Thank you, it's been a it's been a good discussion. I appreciate you guys having me on. Yeah, absolutely.

Speaker 1:

Eric, it has been a treat. So everybody definitely check out Veniceai. If you get the pro version, it's like what is it? $49 a year, it's literally nothing.

Speaker 1:

You get the pro version and that will, uh, give you better search. Now that they're getting more congestion, you kind of get first dibs on your searches, and the watermarks on all the pictures and images do not have Venice on it, although the watermark actually does look pretty cool.
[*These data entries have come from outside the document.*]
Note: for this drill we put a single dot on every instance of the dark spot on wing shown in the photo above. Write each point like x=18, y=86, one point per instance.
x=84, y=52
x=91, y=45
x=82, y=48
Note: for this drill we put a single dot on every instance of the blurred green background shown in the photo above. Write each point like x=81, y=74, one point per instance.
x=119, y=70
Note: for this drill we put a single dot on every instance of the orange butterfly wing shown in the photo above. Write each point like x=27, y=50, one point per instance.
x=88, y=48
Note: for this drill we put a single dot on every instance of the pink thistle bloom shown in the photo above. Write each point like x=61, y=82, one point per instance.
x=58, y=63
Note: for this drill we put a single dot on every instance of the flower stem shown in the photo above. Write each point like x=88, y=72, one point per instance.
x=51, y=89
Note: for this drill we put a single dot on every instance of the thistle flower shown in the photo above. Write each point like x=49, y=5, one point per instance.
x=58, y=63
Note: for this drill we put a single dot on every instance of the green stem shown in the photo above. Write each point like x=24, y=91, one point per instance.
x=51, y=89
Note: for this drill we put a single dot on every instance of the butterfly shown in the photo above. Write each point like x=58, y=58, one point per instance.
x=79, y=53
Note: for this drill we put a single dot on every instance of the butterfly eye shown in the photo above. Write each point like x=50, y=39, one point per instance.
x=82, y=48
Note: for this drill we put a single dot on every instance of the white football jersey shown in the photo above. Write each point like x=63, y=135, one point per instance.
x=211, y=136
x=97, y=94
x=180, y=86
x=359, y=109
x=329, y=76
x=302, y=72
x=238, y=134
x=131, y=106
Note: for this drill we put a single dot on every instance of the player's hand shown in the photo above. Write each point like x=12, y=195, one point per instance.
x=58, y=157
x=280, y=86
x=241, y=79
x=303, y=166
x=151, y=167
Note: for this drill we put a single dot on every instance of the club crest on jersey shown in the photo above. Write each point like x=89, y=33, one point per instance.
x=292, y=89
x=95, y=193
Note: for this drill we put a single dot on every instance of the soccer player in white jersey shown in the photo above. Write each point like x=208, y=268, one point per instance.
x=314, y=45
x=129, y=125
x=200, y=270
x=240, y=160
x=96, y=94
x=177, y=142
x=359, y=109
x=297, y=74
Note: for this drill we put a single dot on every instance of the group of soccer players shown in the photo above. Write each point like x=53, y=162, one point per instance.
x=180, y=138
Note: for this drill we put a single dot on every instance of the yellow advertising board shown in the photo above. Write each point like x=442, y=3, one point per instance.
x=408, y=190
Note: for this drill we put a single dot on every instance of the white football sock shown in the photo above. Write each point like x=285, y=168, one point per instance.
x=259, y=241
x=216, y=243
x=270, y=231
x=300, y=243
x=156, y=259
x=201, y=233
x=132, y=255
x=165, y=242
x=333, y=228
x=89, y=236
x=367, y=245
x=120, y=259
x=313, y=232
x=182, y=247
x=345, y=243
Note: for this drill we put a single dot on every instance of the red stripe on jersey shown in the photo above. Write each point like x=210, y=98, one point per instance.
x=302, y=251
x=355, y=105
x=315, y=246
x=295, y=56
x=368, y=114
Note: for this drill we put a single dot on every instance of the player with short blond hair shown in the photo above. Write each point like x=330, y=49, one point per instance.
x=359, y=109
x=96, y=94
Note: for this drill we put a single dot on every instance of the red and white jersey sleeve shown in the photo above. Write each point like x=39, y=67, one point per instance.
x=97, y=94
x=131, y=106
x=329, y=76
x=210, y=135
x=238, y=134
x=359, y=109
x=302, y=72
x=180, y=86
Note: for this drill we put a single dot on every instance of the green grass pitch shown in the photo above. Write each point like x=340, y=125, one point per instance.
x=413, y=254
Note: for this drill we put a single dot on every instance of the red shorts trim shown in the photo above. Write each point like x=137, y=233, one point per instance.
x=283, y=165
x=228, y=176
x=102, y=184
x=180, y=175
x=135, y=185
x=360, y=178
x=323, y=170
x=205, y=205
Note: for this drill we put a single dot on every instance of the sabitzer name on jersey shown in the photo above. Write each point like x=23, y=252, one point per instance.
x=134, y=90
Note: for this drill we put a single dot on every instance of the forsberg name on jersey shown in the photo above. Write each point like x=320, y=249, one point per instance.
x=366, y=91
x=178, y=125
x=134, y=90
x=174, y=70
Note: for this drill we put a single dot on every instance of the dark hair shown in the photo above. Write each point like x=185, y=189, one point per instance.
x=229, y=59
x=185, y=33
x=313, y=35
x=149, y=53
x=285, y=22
So if you use it in your podcast, have the Venice logo on there so they know where they got it. But yeah, it's a no-brainer and you can pay with crypto. I think I paid with ETH, but you can pay with ETH, bitcoin. You can pay with both those. Eric, can you pay with any other cryptocurrencies or dirty fiat?

Speaker 2:

Yeah, eth, bitcoin Lightning obviously fiat through a Stripe credit card. Yeah, all the main ones Awesome.

Speaker 1:

Well, eric, appreciate your time everybody. I don't know if we gave any financial advice, but you have to do a disclaimer. There was no financial advice in here. But with that said, Eric, appreciate you and take care everyone. And take care everyone. Go check out Veniceai privacy, security and actually getting questions answered that are relevant and totally true and not re-censored. So take care everybody and thanks, eric, thanks.